The first time a student told me, “This sounds smart, but I don’t think it’s right,” in response to an AI-generated answer—I knew we were onto something.
That moment sparked Fray-I—a thinking routine I’ve been developing to help students analyze AI responses, not just accept them. It’s still a work in progress, but it’s already changing how my students interact with both history and technology.
Here’s the flow:
- Students engage with content – a primary source, textbook excerpt, or short video.
- They ask a question based on the reading or viewing—either one they create or one I provide (especially if the source leaves something unanswered or unclear).
- They run that question through an AI tool like ChatGPT or MagicSchool.
- They get a response and analyze/evaluate.
Here’s what Fray-I looks like:
- Claim: What is the AI saying? What’s the main idea or argument?
- Evidence Used: What support, facts, or examples does it include?
- What’s Missing?: What voices, perspectives, or key historical context are left out?
- Push It Further: How could this answer be stronger? More accurate? More complete? Would you use this response?

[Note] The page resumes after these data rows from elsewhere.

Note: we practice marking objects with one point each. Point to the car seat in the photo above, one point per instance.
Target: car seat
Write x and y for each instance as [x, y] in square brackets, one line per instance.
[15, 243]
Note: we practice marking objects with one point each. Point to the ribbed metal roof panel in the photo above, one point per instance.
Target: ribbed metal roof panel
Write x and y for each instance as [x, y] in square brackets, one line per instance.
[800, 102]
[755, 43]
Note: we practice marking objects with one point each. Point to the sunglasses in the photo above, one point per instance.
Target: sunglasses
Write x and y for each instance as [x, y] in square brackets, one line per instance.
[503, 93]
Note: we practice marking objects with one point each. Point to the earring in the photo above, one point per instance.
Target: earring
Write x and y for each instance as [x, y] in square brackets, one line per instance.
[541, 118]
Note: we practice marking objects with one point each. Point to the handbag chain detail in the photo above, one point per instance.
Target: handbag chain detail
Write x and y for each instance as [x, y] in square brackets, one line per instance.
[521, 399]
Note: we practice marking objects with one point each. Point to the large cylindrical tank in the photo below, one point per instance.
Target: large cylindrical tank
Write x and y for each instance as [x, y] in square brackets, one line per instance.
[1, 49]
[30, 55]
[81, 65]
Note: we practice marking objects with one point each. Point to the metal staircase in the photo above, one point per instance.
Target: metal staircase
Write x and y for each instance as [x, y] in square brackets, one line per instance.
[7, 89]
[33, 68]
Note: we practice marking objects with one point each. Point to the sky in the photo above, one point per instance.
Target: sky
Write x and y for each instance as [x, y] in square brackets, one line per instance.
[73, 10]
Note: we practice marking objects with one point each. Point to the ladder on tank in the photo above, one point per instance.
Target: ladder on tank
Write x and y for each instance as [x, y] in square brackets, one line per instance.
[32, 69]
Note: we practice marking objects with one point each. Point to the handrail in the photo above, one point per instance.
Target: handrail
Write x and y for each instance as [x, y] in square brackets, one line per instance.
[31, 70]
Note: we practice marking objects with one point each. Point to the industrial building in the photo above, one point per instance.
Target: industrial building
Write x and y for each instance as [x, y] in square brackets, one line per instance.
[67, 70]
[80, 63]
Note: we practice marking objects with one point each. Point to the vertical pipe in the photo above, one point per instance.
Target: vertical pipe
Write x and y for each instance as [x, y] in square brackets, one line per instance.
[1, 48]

This turns AI into the text—not the shortcut.
Students question the bot like they would a biased newspaper article, a government document, or a historical speech.
Why Fray-I works:
- It puts students in the driver’s seat. They’re not copying—they’re critiquing.
- It reinforces essential social studies skills: sourcing, bias, perspective, and evidence-based reasoning.
- It meets students where they are—working with the tools they’re already curious about.
And honestly? The engagement is different.
When students start noticing what the AI got wrong, what it ignored, or how it could be improved, they feel ownership.
Fray-I isn’t finished. I’m still tweaking sentence starters and scaffolds to support all learners. But it’s already doing what I hoped: Helping students think like historians in a world where information is instant—but not always insightful.